Они сидели рядом и молча слушали шум воды. Рябило в глазах от цветов – желтых, лиловых и белых.

Они были опять вдвоем. Но не больше вдвоем, чем там, в Москве, среди толпы. То, что разделяло их, мешая полному счастью, было в них самих. В том недолгом времени, которое было отпущено им.

И все же это было счастье. Прижаться щекой к его плечу и молчать.

Поднять голову и найти его губы и вспомнить их теперь, спустя десять лет. От этого воспоминания у нее потемнеет в глазах, как никогда не темнело раньше, когда она девчонкой целовала его.

Он отодвинулся от нее. Достал папиросы. Закурил. Он и ей протянул пачку, забыв, что она не курит.

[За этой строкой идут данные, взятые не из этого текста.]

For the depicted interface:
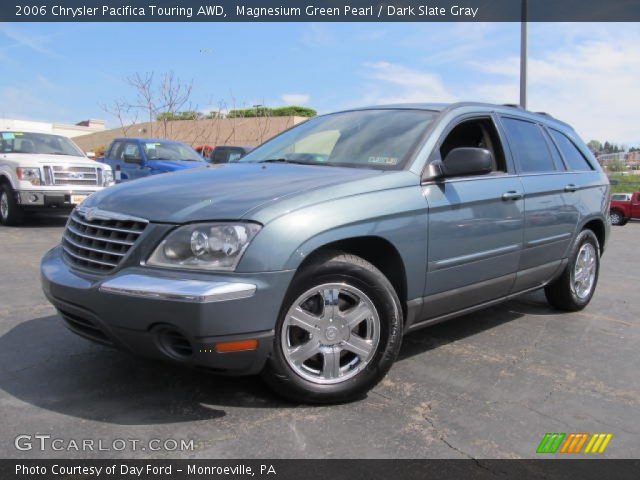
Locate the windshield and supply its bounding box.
[143,142,204,162]
[239,109,436,170]
[0,132,84,157]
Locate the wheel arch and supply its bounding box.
[297,235,407,314]
[578,217,608,254]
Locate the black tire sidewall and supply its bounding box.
[565,230,600,308]
[265,256,402,403]
[0,183,22,226]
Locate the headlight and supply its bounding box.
[147,223,260,270]
[16,167,42,185]
[102,168,113,187]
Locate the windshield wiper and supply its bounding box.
[258,158,321,165]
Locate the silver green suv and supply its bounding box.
[42,103,609,402]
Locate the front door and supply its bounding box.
[421,116,524,319]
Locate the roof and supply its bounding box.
[113,137,189,143]
[342,102,572,129]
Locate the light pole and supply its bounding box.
[520,0,527,108]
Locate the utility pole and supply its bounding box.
[520,0,527,108]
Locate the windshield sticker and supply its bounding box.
[368,157,398,165]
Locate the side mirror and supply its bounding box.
[442,147,493,177]
[123,153,142,165]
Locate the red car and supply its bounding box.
[609,192,640,225]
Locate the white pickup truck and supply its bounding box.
[0,131,113,225]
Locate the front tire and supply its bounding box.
[544,230,600,312]
[263,252,403,403]
[0,183,24,226]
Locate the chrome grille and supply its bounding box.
[44,165,102,185]
[62,207,147,273]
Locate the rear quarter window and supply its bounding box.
[551,129,593,171]
[502,117,556,173]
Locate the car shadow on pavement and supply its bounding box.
[398,291,558,360]
[0,315,292,425]
[3,212,69,229]
[0,295,553,425]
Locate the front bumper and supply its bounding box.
[16,189,96,209]
[41,247,294,375]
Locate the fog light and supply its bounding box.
[215,338,258,353]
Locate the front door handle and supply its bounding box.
[502,190,524,201]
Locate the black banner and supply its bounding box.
[0,0,640,22]
[0,459,640,480]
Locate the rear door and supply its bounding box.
[501,116,579,292]
[421,114,524,319]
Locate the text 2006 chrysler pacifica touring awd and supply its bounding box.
[42,103,609,402]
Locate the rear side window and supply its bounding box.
[551,129,593,171]
[502,117,555,173]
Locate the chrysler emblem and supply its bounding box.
[82,207,96,222]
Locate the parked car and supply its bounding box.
[100,137,206,183]
[209,145,253,163]
[193,145,216,160]
[609,192,640,225]
[41,103,610,402]
[0,131,113,225]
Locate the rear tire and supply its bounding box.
[544,230,600,312]
[262,252,403,403]
[0,183,24,226]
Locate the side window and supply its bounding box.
[118,142,141,160]
[440,118,507,173]
[502,117,556,173]
[549,129,593,171]
[107,142,122,160]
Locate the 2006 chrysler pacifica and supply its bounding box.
[42,103,609,402]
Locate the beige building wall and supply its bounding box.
[73,117,307,151]
[0,118,105,138]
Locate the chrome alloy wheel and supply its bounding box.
[0,192,9,220]
[281,283,380,384]
[571,243,598,299]
[609,212,622,225]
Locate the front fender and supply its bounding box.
[237,185,428,298]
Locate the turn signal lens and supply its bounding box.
[215,338,258,353]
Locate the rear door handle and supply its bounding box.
[502,190,524,201]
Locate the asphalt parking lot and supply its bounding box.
[0,217,640,458]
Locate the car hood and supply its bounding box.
[0,153,96,166]
[83,163,388,223]
[149,160,207,172]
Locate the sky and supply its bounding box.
[0,23,640,146]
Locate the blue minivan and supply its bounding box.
[99,137,207,183]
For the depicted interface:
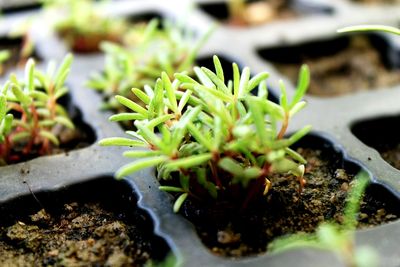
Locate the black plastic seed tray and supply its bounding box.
[0,0,400,267]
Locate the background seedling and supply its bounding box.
[0,55,74,163]
[88,19,211,110]
[269,172,378,267]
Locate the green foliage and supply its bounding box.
[0,55,74,164]
[338,25,400,35]
[0,50,11,75]
[269,172,378,267]
[100,56,310,211]
[41,0,128,52]
[42,0,125,34]
[88,19,211,109]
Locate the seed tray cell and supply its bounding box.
[0,0,400,267]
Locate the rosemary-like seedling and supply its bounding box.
[0,55,74,164]
[100,56,310,211]
[269,172,378,267]
[42,0,127,53]
[88,19,211,110]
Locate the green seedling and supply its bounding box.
[0,55,74,163]
[0,50,11,75]
[42,0,127,53]
[87,19,211,110]
[100,56,310,212]
[269,172,378,267]
[338,25,400,35]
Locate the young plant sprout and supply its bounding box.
[338,25,400,35]
[0,55,74,164]
[100,56,310,212]
[269,172,378,267]
[228,0,294,26]
[42,0,127,53]
[0,50,11,75]
[88,19,211,110]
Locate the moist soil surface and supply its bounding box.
[275,37,400,96]
[0,202,165,267]
[378,144,400,170]
[181,148,399,257]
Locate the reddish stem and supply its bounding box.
[278,113,289,139]
[241,163,270,210]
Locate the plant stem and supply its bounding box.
[278,112,289,139]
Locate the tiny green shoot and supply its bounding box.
[100,56,311,212]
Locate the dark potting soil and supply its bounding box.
[181,148,400,257]
[275,36,400,96]
[378,144,400,170]
[201,0,299,26]
[0,202,165,267]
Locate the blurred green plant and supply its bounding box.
[100,56,310,212]
[87,19,212,111]
[0,50,11,75]
[338,25,400,35]
[42,0,127,53]
[268,172,379,267]
[0,55,74,164]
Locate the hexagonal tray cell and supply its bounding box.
[351,116,400,170]
[175,135,400,258]
[196,54,279,103]
[258,34,400,97]
[198,0,333,26]
[0,36,42,76]
[0,177,170,266]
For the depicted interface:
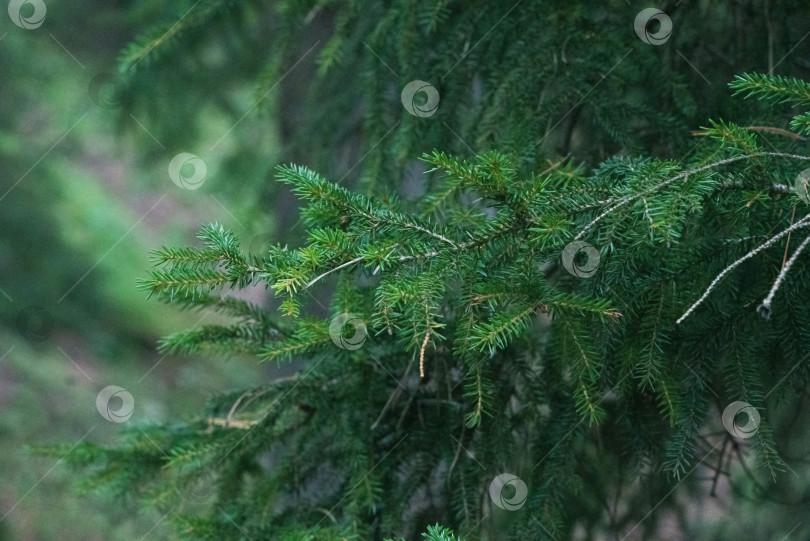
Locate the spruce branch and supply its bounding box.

Как в перевернутом бинокле, где-то далеко и уменьшенно маячила Москва, Луховицкие, Зоя Петровна. Все, что было значительно прежде, казалось мелким, не стоящим внимания.

Даже мысли о муже, о сыне отошли куда-то.

Все важное, что одно могло занимать ее сейчас, было здесь, на этом островке, среди донецкой степи.

– Хорошо здесь, – вздохнула она.

– Хорошо. Особенно весной. Соловьи заливаются всю ночь.

– Откуда ты знаешь?

– Слышал.

Он сказал это просто. Как что-то само собой понятное. И только под ее изучающим взглядом почувствовал смущение.

– И часто ты гуляешь в балке по ночам? – спросила она.

– Весной гулял.

– А теперь?

– Теперь некогда. Работы прибавилось. Устаю.

Вода у камней то закипала, то опадала вновь. И тогда наступала тишина. Теперь в этой тишине была тревога.

– С кем же гулял ты здесь весной? – спросила она.

– Ты хочешь, чтобы я ответил?

– Да.

– Она работает на фабрике. Что еще ты хочешь знать?

О, она хотела знать многое! Но она не могла унизить себя и его мелочными расспросами. Теперь, когда ее догадка подтвердилась, ее охватили ревность и обида. Не та обида, от которой плачут, а та, от которой бледнеют.

– И в тот вечер, когда я приехала… ты был у нее?

Ее глаза смотрели тревожно, ожидающе. Он не хотел огорчить ее, но солгать ей не мог.

– Был… Что это меняет? – сказал он.

Она сидела не шевелясь, глядя перед собой.

– Что это меняет? – повторил он.

– Это ужасно, – сказала она. И он видел, что для нее это действительно ужасно.

Заметно вечерело. Померкли поляны. Солнце освещало только верхушки старых тополей. Ветер шевелил листву, поворачивая ее то темной, «лицевой» стороной, то серебристой «подкладкой».

– Значит, весной она уже была. Когда ты был в Москве. И ты молчал. Это ужасно, Стах!.. Я тебе никогда не прощу.

Он смотрел на нее и думал о том, что женщин трудно понять. Как она может упрекать его? Не она ли сама предала его когда-то и жила теперь своей отдельной жизнью? И разве он упрекал ее в том, что у нее есть муж и сын и эта отдельная жизнь, о которой можно читать лишь сводки погоды?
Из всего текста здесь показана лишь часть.